Importanti scoperte derivarono dagli effetti dell’anfetamina su soggetti sani: tale sostanza psicostimolante può indurre una sintomatologia schizofrenosimile; gli effetti delle anfetamine sono riconducibili a un abnorme potenziamento di un neurotrasmettitore, la dopamina, che agisce sui circuiti motivazionali mesocorticolimbici.
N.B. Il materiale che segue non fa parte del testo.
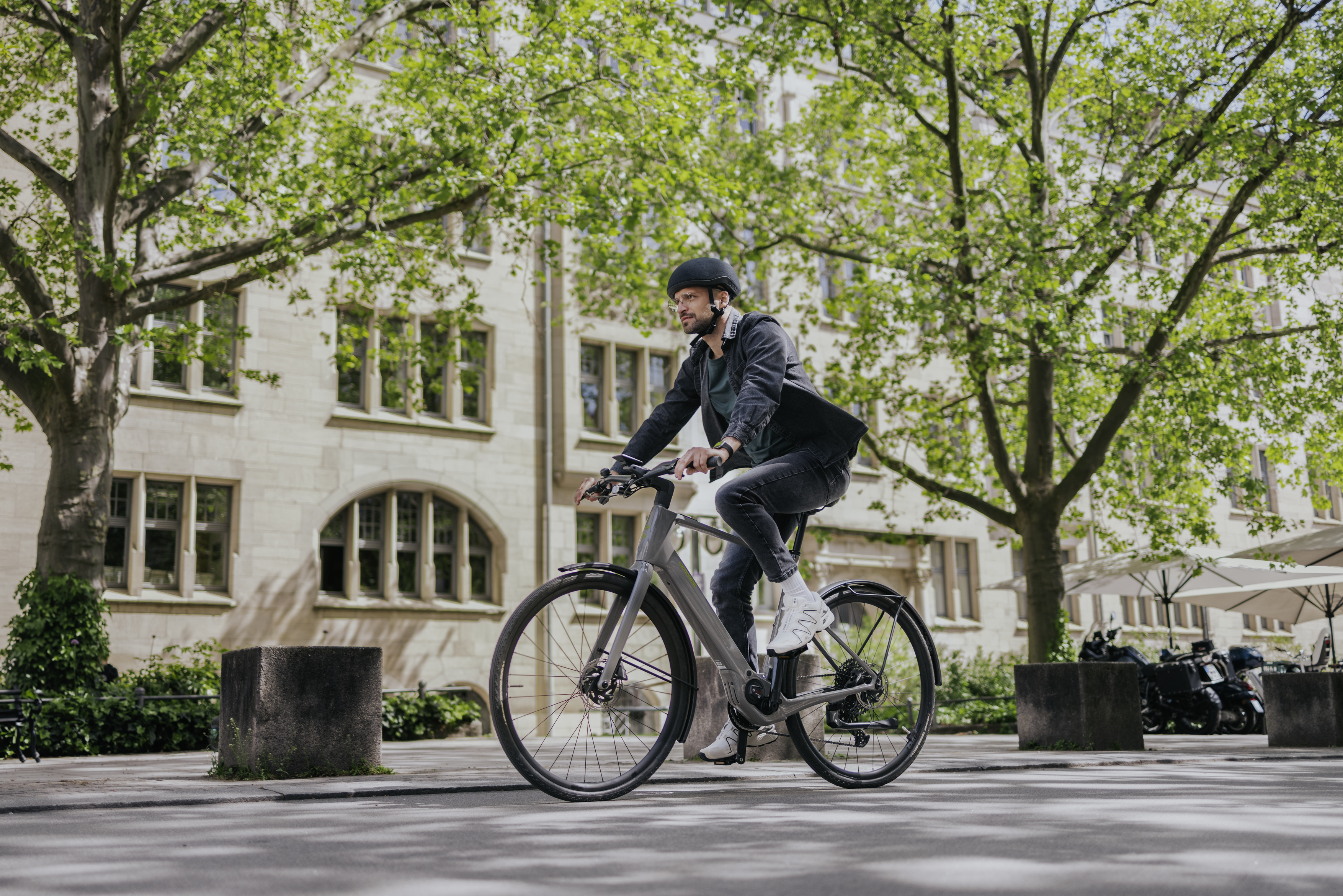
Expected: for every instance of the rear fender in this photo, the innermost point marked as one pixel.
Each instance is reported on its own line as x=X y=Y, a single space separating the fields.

Da queste osservazioni nascono la teoria dopaminergica della schizofrenia e la sperimentazione su farmaci antidopaminergici che, a partire dalla clorpromazina in uso fin dal 1950, rappresentano a tutt’oggi presidio terapeutico imprescindibile. Un nuovo fronte nel campo della psicofarmacologia è stato aperto dalla scoperta che anche anestetici come la fenciclidina (PCP) e la ketamina possono provocare sintomi schizofrenosimili; tali sostanze non hanno al giorno d’oggi impiego clinico – con l’eccezione della ketamina in medicina veterinaria -, ma sono usate come droghe da strada (“polvere degli angeli” la fenciclidina, “special K” o “vitamina K” la ketamina). Sia la fenciclidina che la ketamina agiscono bloccando il recettore NMDA di un importante neurotrasmettitore eccitatorio del cervello, il glutammato. Da qui nasce la teoria glutammatergica della schizofrenia, e le più recenti ricerche su farmaci attivi sul recettore NMDA.
Le rilevanti scoperte della psichiatria biologica, tuttavia, non sono a tutt’oggi in grado di spostare l’ago della bilancia cervello-mente verso il primo dei due estremi, inducendo una “neurologizzazione” della psichiatria, ossia la totale riconducibilità delle malattie mentali, come la schizofrenia, a disfunzioni dei circuiti trasmissivi del cervello, ancorché non dimostrabili con esami clinici tradizionali come la TAC e la RMN. Se riguardiamo gli studi parentali, perché nei gemelli identici, che hanno cervelli biologicamente altrettanto identici, la concordanza della patologia schizofrenica è del 48% e non del 100%? Questa obiezione ci porta ad affermare che i fattori genetici e biologici sono importanti ma non totalmente. Il determinismo della schizofrenia, anche nel caso di gemelli identici, è, per il restante 52%, da far risalire a fattori ambientali, psicosociali e relazionali. Così la terapia delle sindromi schizofreniche deve prevedere non solo l’impiego di farmaci, ma anche interventi sociali e psicoterapici.